What is the quality of an object that allows it to float on water? Name a mammal that can't jump. What was Elvis Presley's first big hit? Name some items that come in 12s. What is 54 minus 7, and 27 divided by 9?
Some got the answers quickly; others struggled. Nash and Pham offered clues, encouragement and congratulations, patiently waiting for each of the eight to come up with the correct answers.
The questions are different at each session, with the packages developed by Gumustekin and other students based on research by Japanese neuroscientist Ryuta Kawashami. The goal is to improve cognitive function, and the Brain Exercise Initiative website states: "We believe that through simple brain exercises … we can slow the onset of Alzheimer's."
That is not a widely held conviction among neuroscientists and geriatric specialists I've spoken to about the merits of word games, crossword puzzles and cognitive training drills. They extol the many benefits of social interaction and putting the brain to work, but they maintain that cognitive improvement may be limited to the task at hand.
"There is no robust evidence that cognitive training can delay or reverse dementia," said Dr. Tan Zaldy, a Cedars-Sinai Alzheimer's expert and director of the Memory and Aging Program.
But participating, socializing and confronting fears could improve moods and give people a better sense of confidence and well-being, Zaldy said, all of which are beneficial.
"I think it's very worthwhile," said Patty Hooper, who had the answers to quite a few questions at the session I attended. She said she has occasional "mind boggle" but no specific memory issues, and she thinks the Brain Exercise Initiative is a far better use of her time than watching television.
"I come because it's fun," said Larry Abe, who told me he's having no memory issues.
Nina, who got the Woodstock answer, didn't want to share her last name but said she increasingly struggles with the tip–of-the-tongue syndrome.
"Oh, absolutely."
Nina said she's careful to place her belongings in the same spot all the time so it's easier to track them. But she is convinced the brain exercises, which she started in March, have helped.
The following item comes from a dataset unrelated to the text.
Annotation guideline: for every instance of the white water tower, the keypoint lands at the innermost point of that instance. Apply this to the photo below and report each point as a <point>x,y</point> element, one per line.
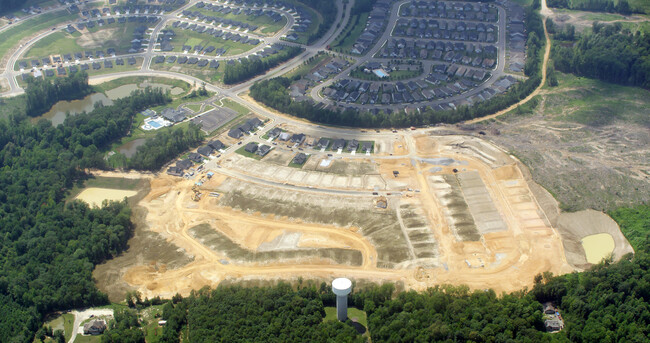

"I know that my recall is better," Nina said.
Gumustekin said she believes brain function is improving based on her own experience and testimonials from others. But to her, the socialization benefits are just as important. She's seen older adults become more engaged and eager to participate, which makes it easier to forge bonds.
"It's a two-way street," she said, and she has valued the friendships built across generations. "We see them as our grandparents, and we look forward to going there and volunteering."
Gumustekin said she became particularly close to a retired gynecologist who attended the sessions.
"She was really a mentor for me as I was going through more medical school requirements," said Gumustekin. "She would always ask, 'How are your classes? How's organic chemistry?'"
Nash works as an undergrad research assistant at UCLA's Drug Discovery Lab, which is searching for therapeutic cures to Alzheimer's and other neurodegenerative disorders. Alzheimer's is a complex disease, he said, and it may be years before suffering and death are alleviated, but that presents young people with an opportunity and a duty.
"There's so much we can do," Nash said. "We just have to play our role."